ChatGPT Gets 'Absolutely Wrecked' in Chess Match with 1978 Atari

4 Hary06 3 6/18/2025, 4:41:24 PM pcmag.com ↗

Comments (3)

PaulHoule · 5h ago
I wouldn't expect ChatGPT to reliably get through a game without making an invalid move, which is the "minimal viable product" for a chess program. The 2600 program does succeed at this because it has correct data structures and algorithms.
morkalork · 5h ago
Right, an ML model failing on a task it wasn't trained on is not news. That's not to say there aren't problems LLMs can do surprisingly well on even though they weren't explicitly trained to do. Those cases are certainly newsworthy. But that's not the case here.
rossdavidh · 5h ago
Chess programs, from this Atari one all the way up to Stockfish, have code custom-made for chess. Things like, storing the current state of the chessboard, and determining what legal moves are available. None of this is what neural networks (LLMs or otherwise) are good at.

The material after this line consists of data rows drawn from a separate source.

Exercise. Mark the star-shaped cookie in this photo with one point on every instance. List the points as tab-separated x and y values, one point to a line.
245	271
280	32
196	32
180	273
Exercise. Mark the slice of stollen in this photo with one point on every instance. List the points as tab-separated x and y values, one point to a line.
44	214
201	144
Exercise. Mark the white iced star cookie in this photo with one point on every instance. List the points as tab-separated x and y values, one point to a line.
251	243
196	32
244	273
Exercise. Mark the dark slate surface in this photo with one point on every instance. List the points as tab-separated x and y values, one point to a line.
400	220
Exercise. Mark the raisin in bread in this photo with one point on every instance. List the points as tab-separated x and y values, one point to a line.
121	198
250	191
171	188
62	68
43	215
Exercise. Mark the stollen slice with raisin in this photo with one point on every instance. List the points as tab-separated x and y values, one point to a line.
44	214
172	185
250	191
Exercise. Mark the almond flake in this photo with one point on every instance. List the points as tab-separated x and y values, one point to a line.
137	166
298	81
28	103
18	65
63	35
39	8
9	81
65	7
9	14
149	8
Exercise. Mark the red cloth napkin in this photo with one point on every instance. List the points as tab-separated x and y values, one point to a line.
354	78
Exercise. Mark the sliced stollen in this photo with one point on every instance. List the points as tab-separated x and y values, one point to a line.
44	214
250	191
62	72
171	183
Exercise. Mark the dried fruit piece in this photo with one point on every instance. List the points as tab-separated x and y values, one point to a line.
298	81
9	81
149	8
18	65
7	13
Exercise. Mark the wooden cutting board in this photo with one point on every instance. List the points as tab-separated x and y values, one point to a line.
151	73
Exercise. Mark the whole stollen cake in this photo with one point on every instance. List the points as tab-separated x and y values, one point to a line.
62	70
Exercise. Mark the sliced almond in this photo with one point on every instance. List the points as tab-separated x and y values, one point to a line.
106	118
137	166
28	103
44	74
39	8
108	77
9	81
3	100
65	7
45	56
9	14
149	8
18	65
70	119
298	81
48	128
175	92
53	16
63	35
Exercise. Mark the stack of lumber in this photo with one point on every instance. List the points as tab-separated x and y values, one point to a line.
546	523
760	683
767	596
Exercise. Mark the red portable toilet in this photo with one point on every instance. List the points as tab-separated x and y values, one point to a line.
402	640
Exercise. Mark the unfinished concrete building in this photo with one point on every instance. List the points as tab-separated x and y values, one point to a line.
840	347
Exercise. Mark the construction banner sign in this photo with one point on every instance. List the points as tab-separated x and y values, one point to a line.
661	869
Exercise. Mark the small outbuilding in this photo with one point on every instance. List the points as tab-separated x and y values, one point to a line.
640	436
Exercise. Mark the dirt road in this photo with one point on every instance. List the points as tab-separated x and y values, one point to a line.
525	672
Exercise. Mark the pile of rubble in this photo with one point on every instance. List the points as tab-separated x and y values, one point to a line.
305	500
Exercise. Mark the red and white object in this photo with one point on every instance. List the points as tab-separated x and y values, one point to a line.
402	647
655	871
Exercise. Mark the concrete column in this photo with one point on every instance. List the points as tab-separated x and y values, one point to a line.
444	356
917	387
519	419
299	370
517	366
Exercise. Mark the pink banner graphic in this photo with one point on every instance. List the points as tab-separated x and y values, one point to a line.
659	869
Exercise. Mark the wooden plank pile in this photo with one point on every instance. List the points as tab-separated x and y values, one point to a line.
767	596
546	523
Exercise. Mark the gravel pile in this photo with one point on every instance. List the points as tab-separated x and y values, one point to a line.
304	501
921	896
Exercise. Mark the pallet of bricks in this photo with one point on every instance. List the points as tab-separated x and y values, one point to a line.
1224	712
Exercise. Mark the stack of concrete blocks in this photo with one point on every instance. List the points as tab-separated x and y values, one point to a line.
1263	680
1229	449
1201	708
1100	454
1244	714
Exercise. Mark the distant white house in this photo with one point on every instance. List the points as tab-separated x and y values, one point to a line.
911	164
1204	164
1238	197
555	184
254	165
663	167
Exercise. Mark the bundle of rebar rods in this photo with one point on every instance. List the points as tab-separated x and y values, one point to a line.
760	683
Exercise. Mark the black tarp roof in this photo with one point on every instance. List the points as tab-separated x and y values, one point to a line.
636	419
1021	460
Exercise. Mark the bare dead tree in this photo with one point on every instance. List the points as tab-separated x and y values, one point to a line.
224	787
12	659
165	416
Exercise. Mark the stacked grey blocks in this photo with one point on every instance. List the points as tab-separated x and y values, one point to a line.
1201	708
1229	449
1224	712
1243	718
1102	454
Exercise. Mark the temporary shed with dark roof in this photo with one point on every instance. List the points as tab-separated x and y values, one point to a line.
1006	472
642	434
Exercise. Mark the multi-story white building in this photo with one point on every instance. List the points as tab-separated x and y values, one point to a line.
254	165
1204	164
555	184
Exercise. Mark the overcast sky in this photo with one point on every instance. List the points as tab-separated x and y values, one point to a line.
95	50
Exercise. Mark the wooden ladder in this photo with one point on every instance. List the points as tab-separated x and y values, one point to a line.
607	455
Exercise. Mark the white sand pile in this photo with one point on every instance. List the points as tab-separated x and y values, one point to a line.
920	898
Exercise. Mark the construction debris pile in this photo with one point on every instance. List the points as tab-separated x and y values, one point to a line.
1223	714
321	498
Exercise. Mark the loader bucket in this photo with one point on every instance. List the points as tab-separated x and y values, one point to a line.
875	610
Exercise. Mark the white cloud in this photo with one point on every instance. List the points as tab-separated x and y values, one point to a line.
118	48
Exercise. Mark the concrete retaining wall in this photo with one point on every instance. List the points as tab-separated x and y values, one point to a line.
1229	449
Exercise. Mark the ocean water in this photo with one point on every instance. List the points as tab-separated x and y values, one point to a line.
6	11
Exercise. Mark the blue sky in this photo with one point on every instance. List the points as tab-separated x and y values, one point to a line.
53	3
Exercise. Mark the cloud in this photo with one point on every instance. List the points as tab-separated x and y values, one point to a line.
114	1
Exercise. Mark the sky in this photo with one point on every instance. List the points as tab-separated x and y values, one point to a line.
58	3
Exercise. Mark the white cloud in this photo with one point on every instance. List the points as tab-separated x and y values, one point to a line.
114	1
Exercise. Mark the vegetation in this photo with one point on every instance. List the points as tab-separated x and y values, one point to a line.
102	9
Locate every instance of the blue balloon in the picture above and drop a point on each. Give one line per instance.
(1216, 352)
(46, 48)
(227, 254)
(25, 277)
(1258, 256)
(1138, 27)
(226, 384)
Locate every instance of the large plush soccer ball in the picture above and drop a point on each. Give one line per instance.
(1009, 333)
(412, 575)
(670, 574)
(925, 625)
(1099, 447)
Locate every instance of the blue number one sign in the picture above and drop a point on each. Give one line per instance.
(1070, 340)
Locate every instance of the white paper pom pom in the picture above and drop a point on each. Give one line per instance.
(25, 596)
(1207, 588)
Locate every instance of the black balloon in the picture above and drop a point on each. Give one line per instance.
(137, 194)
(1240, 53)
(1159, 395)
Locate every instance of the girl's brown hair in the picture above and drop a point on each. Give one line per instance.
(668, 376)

Which doesn't mean that the result doesn't mean anything. Some of the AI hype implies that neural networks are now an "anything box" that will learn any subject, without the need of a topic expert to make application-specific development. But, you know, it isn't. That doesn't make LLMs useless, but it does reinforce some of what Apple (and others) have been saying lately about the ability of "AI" (actually "machine learning") to generalize.

Which will (eventually) have a big impact on the ability of LLMs to make money off of anything other than attention/hype. There is a business model, for summarizing reviews, correcting grammar, helping out programmers with less complex tasks, etc. I'm not sure it pays for the amount of hardware being thrown at it.